The weight of that settled over both of them. Morgan watched Lincoln’s expression carefully, saw the way his jaw tightened almost imperceptibly, the way his hands stilled on his knees.
He was running calculations. She knew this version of him by now—the version that processed difficult variables by going silent, by withdrawing into the architecture of his own mind. He was preparing himself. For whatever she chose. For the possibility that she’d thank him for everything and walk away from the compound that had started to feel like home.

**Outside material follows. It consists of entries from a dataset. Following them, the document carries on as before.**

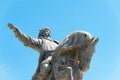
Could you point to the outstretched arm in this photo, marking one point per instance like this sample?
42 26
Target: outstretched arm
25 39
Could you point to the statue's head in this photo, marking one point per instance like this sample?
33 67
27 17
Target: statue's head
44 33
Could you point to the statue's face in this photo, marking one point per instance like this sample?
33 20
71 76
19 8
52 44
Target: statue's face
46 33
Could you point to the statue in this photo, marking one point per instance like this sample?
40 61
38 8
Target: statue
65 61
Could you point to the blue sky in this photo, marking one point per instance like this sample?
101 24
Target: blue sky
99 17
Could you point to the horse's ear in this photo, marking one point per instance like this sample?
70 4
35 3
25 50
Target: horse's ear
95 41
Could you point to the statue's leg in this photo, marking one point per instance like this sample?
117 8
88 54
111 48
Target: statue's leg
64 74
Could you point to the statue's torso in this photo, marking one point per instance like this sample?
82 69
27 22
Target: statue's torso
48 46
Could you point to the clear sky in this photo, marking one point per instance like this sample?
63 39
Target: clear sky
99 17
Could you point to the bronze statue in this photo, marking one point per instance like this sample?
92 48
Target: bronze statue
65 61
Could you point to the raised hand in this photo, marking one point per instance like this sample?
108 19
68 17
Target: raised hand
12 27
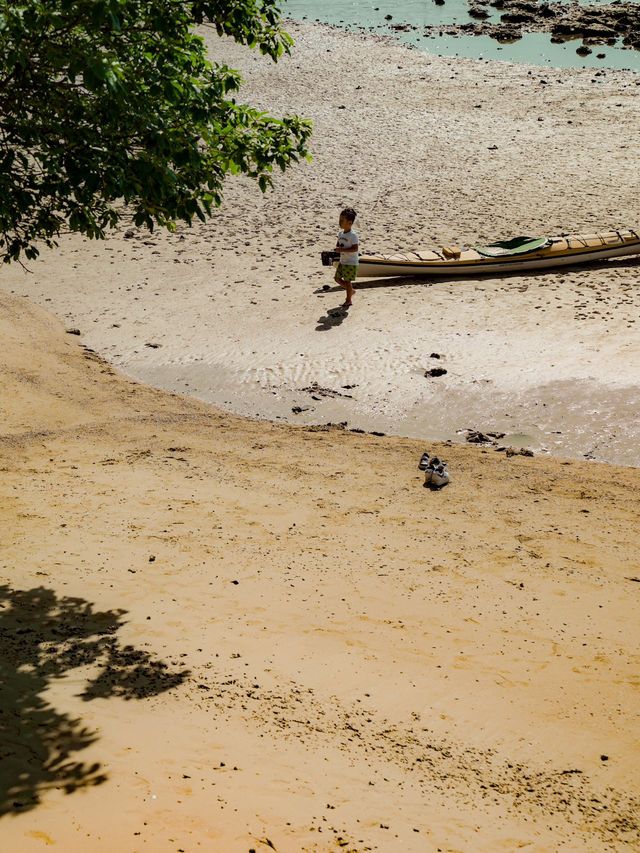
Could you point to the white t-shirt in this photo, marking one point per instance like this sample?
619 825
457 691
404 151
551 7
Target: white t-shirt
346 239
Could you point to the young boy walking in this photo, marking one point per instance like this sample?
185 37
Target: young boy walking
348 248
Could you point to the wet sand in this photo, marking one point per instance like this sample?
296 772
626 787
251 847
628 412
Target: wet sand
430 151
236 634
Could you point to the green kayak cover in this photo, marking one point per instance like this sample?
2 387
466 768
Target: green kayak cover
517 246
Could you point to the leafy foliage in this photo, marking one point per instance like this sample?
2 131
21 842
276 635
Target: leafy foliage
111 108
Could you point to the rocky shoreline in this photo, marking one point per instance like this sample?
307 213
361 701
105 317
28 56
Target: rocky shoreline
615 24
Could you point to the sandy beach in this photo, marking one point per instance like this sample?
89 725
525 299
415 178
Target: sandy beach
429 151
232 634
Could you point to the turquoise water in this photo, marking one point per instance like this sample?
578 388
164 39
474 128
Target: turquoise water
535 48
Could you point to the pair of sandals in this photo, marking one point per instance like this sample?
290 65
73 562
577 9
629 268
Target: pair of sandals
435 471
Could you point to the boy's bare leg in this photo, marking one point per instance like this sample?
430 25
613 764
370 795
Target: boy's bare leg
346 285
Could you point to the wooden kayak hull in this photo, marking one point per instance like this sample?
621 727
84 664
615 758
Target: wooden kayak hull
565 250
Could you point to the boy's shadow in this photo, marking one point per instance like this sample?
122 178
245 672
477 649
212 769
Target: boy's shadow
333 318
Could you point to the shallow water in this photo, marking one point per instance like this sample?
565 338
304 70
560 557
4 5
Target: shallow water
535 48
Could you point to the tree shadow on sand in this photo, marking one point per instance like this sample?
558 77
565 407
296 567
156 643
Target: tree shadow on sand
42 638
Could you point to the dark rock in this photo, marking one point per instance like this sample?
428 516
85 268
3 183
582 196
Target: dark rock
474 436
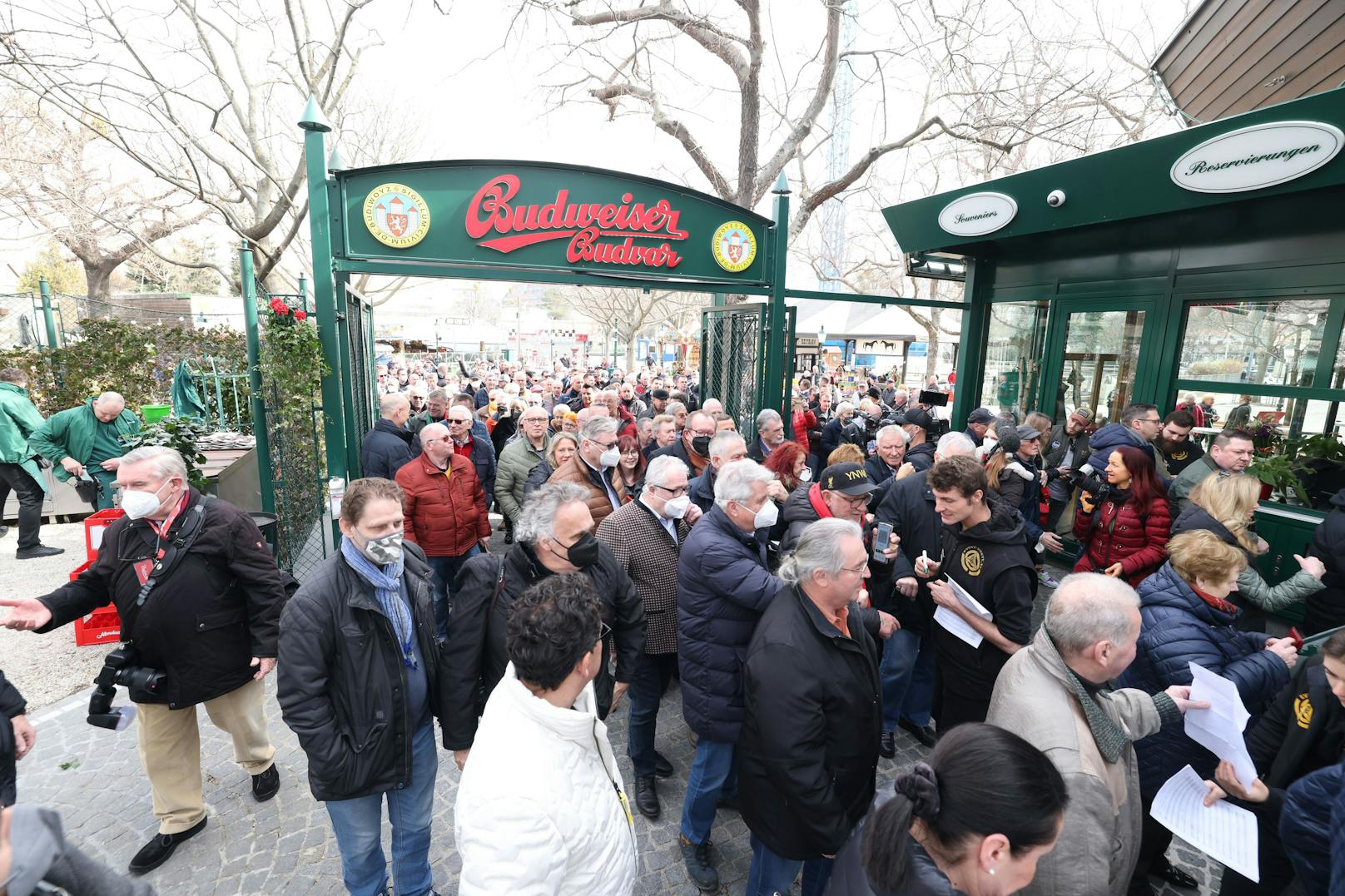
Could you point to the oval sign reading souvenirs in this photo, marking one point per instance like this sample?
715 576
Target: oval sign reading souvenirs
1258 156
978 214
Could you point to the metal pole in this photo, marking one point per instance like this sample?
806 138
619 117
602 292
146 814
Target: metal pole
259 405
47 318
772 390
325 290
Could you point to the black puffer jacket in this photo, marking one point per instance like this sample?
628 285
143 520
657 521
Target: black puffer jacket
810 737
11 705
908 507
475 643
342 684
1327 608
203 623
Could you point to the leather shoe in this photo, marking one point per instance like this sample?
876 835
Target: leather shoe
266 785
648 797
38 551
1174 876
925 734
157 850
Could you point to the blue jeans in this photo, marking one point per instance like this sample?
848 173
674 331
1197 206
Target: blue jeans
653 673
445 571
713 775
360 822
906 673
771 874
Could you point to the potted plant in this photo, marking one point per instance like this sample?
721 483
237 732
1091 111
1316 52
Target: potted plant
1323 466
1279 473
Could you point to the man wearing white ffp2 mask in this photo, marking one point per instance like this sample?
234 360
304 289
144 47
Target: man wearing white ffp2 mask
592 470
646 537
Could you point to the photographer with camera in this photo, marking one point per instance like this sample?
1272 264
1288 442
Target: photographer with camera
1124 522
199 599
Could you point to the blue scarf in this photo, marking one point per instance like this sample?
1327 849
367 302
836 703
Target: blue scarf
388 591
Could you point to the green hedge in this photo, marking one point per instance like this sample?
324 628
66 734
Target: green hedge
136 359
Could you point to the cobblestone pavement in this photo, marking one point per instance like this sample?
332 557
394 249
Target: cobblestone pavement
287 846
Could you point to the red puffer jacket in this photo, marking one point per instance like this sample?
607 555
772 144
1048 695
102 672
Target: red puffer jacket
1118 534
445 516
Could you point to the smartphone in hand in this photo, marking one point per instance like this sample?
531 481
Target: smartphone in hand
881 538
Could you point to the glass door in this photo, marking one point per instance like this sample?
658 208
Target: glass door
1096 357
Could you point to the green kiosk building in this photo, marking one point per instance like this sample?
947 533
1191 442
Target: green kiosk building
1208 263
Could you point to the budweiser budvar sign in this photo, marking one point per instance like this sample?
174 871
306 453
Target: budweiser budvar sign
622 233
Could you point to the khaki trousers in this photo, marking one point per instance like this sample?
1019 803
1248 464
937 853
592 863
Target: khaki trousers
170 750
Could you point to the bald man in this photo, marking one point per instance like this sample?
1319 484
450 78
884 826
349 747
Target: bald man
87 442
388 446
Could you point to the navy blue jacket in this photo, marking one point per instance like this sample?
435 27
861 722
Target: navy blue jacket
722 588
385 449
701 490
1312 828
1179 627
483 458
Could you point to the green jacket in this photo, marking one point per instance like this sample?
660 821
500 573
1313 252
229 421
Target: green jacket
17 420
70 435
515 463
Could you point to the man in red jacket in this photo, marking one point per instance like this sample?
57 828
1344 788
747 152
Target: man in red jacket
444 512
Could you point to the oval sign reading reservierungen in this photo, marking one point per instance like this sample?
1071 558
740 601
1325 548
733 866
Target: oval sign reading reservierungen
1258 156
978 214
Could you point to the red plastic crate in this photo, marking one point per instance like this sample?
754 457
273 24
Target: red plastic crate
100 627
94 527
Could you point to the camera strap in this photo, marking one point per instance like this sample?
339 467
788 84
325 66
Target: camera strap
176 549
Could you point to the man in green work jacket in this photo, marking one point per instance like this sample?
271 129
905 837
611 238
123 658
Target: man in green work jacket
87 438
19 470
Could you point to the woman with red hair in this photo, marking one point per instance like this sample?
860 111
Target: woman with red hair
1124 527
631 467
790 464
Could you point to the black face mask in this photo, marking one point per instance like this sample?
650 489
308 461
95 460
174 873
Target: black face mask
583 553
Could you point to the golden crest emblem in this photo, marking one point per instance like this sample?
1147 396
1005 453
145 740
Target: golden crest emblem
1303 710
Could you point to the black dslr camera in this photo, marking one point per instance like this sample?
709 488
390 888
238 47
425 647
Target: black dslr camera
119 667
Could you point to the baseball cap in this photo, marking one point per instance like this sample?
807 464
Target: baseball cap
980 414
849 479
919 418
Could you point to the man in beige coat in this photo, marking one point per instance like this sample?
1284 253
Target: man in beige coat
1055 695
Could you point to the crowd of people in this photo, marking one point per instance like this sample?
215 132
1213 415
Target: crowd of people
851 572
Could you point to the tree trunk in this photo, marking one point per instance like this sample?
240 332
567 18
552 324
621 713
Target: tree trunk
100 280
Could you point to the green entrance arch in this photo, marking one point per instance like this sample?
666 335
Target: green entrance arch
543 222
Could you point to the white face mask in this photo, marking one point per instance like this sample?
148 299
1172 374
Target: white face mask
767 516
677 507
384 551
141 503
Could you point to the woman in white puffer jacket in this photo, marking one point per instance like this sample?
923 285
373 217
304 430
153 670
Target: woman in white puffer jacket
541 808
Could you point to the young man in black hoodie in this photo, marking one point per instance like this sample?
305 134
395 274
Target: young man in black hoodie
982 551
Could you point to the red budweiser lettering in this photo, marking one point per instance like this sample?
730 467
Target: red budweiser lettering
581 222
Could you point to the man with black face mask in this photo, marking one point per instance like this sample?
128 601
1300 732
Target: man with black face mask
553 536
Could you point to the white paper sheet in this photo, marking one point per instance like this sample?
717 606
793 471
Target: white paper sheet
1223 832
955 623
1220 728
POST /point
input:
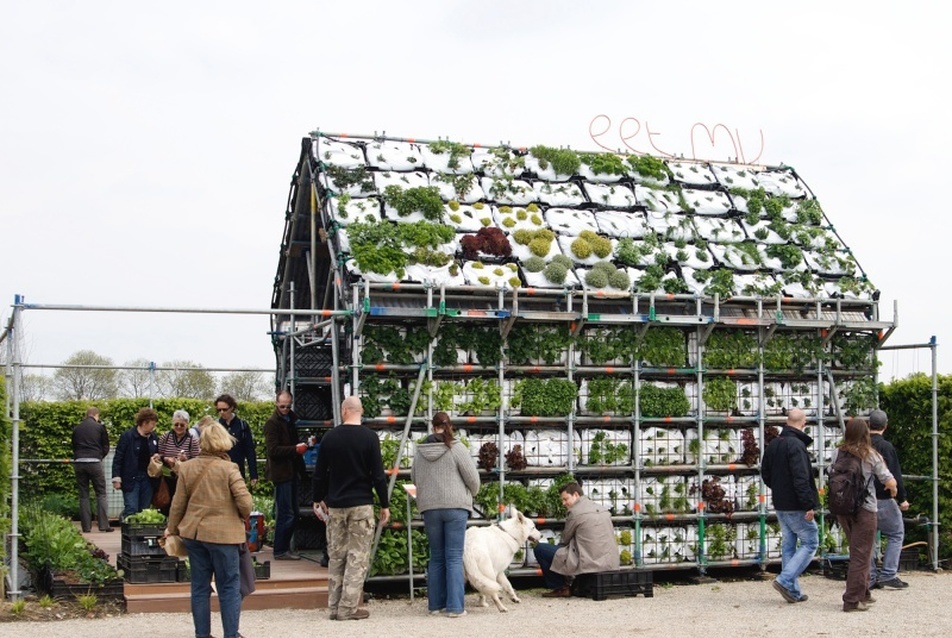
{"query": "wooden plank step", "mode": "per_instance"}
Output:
(290, 598)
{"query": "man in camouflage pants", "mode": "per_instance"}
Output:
(349, 469)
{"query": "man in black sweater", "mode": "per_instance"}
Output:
(889, 509)
(786, 469)
(349, 469)
(90, 447)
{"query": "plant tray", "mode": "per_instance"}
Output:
(835, 566)
(59, 588)
(149, 570)
(909, 559)
(600, 586)
(142, 540)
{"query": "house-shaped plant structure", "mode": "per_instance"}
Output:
(641, 324)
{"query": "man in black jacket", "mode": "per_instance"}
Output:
(90, 447)
(889, 509)
(283, 467)
(786, 469)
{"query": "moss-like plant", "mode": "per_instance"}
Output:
(534, 264)
(564, 161)
(555, 272)
(619, 279)
(596, 278)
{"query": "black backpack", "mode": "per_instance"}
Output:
(847, 490)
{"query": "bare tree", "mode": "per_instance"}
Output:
(83, 383)
(246, 386)
(186, 379)
(35, 387)
(137, 383)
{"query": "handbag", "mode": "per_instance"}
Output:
(161, 498)
(155, 467)
(173, 545)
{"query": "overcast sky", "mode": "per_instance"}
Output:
(147, 150)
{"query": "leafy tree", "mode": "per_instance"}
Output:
(186, 379)
(35, 387)
(88, 381)
(246, 386)
(908, 402)
(138, 381)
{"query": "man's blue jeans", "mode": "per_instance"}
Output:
(284, 506)
(889, 522)
(445, 582)
(545, 553)
(221, 560)
(139, 497)
(799, 540)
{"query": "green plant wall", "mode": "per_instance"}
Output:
(46, 433)
(908, 402)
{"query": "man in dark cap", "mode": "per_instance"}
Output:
(889, 509)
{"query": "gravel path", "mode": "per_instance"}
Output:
(728, 609)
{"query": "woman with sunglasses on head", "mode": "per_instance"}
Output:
(177, 446)
(244, 449)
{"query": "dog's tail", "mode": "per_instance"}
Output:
(476, 567)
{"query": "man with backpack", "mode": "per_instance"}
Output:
(889, 509)
(787, 471)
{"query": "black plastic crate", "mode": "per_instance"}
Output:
(142, 540)
(836, 566)
(309, 533)
(149, 570)
(313, 403)
(313, 361)
(601, 585)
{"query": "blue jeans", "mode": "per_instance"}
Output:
(284, 516)
(139, 497)
(445, 582)
(544, 553)
(794, 529)
(221, 560)
(889, 522)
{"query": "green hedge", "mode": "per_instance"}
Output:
(908, 402)
(46, 434)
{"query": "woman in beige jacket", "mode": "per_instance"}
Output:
(208, 511)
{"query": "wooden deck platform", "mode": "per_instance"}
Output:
(300, 584)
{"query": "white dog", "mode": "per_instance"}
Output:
(488, 551)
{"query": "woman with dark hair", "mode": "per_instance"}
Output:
(861, 529)
(446, 479)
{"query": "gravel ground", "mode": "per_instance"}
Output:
(729, 609)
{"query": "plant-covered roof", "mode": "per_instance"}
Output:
(449, 213)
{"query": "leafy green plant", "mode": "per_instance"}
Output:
(604, 451)
(608, 395)
(659, 402)
(663, 347)
(482, 395)
(720, 394)
(731, 349)
(564, 161)
(545, 397)
(87, 602)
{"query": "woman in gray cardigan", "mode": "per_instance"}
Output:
(446, 479)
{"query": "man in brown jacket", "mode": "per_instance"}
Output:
(582, 548)
(282, 468)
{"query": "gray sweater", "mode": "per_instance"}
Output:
(446, 477)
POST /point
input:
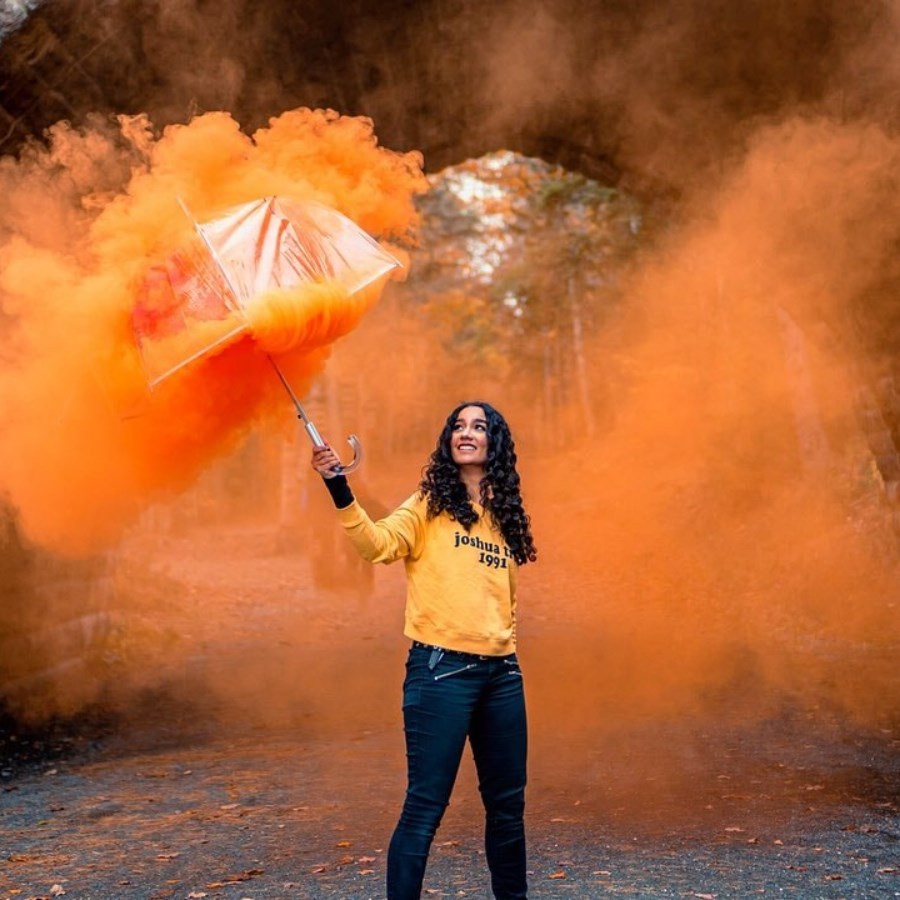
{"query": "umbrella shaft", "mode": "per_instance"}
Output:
(311, 429)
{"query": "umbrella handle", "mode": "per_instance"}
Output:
(352, 440)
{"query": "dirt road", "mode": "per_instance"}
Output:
(268, 764)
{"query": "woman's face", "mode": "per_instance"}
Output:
(468, 441)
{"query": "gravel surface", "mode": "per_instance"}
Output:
(198, 788)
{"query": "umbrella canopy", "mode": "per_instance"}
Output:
(198, 299)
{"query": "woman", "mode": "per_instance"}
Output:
(462, 536)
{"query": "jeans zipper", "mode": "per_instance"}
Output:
(455, 671)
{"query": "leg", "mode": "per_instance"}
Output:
(500, 747)
(436, 720)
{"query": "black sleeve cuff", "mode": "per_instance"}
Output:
(339, 488)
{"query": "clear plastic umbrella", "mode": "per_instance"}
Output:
(200, 299)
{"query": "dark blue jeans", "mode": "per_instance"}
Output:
(448, 697)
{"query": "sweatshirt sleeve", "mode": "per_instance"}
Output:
(394, 537)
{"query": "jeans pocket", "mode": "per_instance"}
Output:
(456, 670)
(512, 667)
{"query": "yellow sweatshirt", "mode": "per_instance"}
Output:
(461, 586)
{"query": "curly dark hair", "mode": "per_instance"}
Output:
(500, 492)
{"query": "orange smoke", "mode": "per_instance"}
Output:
(84, 222)
(729, 534)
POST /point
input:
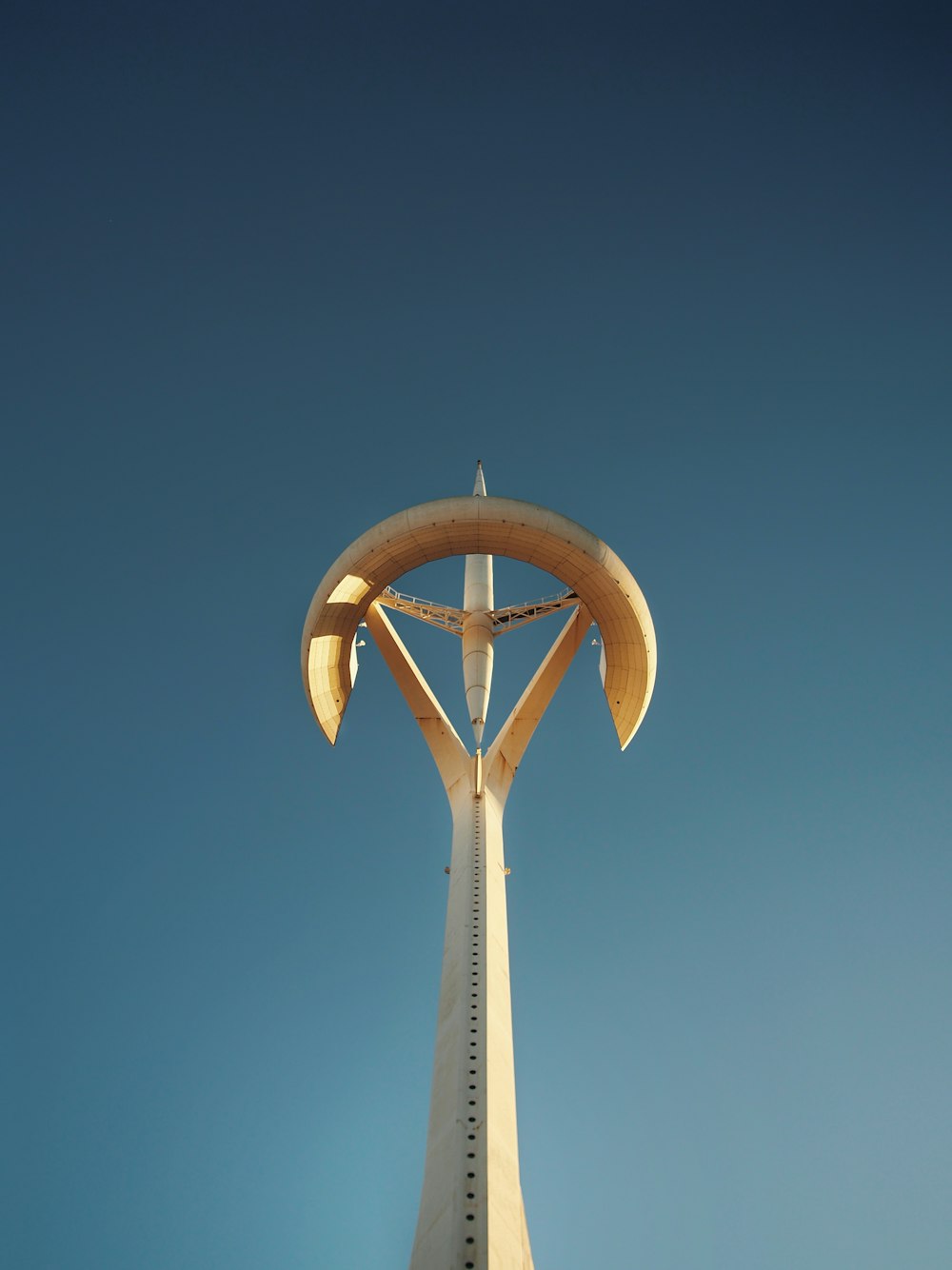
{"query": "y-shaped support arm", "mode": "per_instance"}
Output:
(506, 753)
(451, 756)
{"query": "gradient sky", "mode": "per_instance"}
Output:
(678, 270)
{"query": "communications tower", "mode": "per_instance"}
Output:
(471, 1210)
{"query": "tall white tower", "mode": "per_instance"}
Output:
(471, 1209)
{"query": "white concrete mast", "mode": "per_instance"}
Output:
(471, 1209)
(478, 628)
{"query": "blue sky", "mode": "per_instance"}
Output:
(678, 272)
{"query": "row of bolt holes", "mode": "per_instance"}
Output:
(471, 1155)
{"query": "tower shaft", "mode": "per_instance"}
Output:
(471, 1208)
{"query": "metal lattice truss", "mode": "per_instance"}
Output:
(447, 619)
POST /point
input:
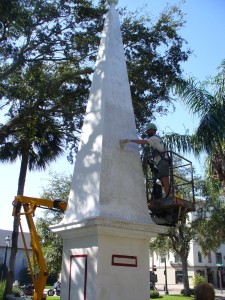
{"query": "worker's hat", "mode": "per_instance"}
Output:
(151, 126)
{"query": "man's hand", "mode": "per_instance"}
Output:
(124, 141)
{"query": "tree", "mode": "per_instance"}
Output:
(50, 33)
(37, 144)
(210, 211)
(58, 188)
(46, 58)
(206, 100)
(176, 240)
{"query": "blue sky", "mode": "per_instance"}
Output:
(204, 31)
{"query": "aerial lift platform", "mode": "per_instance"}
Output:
(169, 210)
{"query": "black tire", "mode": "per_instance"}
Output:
(50, 292)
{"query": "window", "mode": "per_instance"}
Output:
(209, 257)
(179, 276)
(219, 258)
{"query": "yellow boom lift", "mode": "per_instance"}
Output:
(38, 268)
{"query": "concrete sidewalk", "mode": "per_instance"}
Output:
(220, 295)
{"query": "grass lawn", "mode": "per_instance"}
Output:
(176, 297)
(163, 297)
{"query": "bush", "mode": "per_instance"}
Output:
(154, 294)
(2, 288)
(24, 277)
(15, 290)
(192, 291)
(198, 279)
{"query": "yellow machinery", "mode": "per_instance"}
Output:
(169, 210)
(38, 268)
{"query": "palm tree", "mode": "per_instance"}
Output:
(207, 101)
(36, 142)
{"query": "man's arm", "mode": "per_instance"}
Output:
(139, 142)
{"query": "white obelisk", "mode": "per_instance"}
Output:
(107, 226)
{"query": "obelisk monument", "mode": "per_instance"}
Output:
(107, 226)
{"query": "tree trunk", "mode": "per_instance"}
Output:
(15, 233)
(185, 275)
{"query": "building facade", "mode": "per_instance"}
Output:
(5, 251)
(210, 266)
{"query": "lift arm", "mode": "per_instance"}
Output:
(38, 268)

He wasn’t going to ask her to stay.
The understanding hit her like cold water. He would let her leave. Would watch her drive away and tell himself it was the right thing to do, that her choices shouldn’t be influenced by his wants, that loving someone meant giving them room to choose.
He would break his own heart trying to do the noble thing.
“You’re doing it again,” she said.
Lincoln blinked. “Doing what?”
“Calculating all the variables, deciding the optimal outcome, and not telling me what you actually want because you think your wants shouldn’t influence my decision.”
He didn’t deny it. Just watched her with those eyes that had learned to read code before they’d learned to read people.
“Lincoln.” She shifted forward on the couch, closing the distance between them. “What do you want?”
The silence stretched. She could see him fighting it—see the war between the part of him that wanted to answer and the part that had spent thirty years learning to keep his needs small and manageable.
“That’s not relevant to?—”
“It’s relevant to me.”
Something cracked in his expression. He took a breath that seemed to pull from somewhere deep in his chest.
“Stay.”
The word came out like it cost him something. Like he’d reached into his own chest and pulled out his heart, still beating.
Morgan waited. Let the silence tell him she needed more.
“I want you to stay. With me.” His voice had gone uneven, words coming in fragments like he was assembling them from spare parts. “Not because you’re hiding. Not because it’s safe. Not because you have nowhere else to go.”
“Then why?”
“Because I want you to.” He said it like a confession. Like admitting it out loud might make it disappear. “Because this house was always too big and too quiet, and I never knew that until you were in it. Because I’ve spent my whole life building systems to make up for the parts of me that don’t work right, and you’re the first person who’s ever made me feel like those parts aren’t defective. They’re just—” He stopped. Swallowed. “They’re just how I’m built. And that’s okay with you. I don’t know why that’s okay with you, but it is, and I can’t?—”
His voice broke. Actually broke, the way voices did in moments that exceeded their capacity.
“I can’t go back to who I was before you,” he said. “I don’t want to.”
He met her eyes then, and what she saw there made her forget how to breathe. All his careful defenses stripped away. Every wall he’d built dismantled. Just Lincoln, raw and terrified and asking for something he didn’t believe he deserved.
“Stay,” he said again. “Please.”
Morgan could have answered immediately. Could have thrown herself at him and kissed away the uncertainty written across his face. Part of her wanted to—the part that had spent her whole life reaching for belonging and finding empty air.
But she needed him to understand something first.
“I’m still going to be a lot.” Her voice came out steadier than she expected. “My memory isn’t going anywhere. I’m still going to remember every conversation we have. Every argument. Every time you leave the toilet seat up. I’m still going to make people uncomfortable at parties. I’m still going to reorganize things that don’t need reorganizing.”
“You already reorganized my bookshelves.”
“Chronologically. By publication date.” A wet laugh escaped her. “And you haven’t complained once.”
“Because you were right. The system is better.”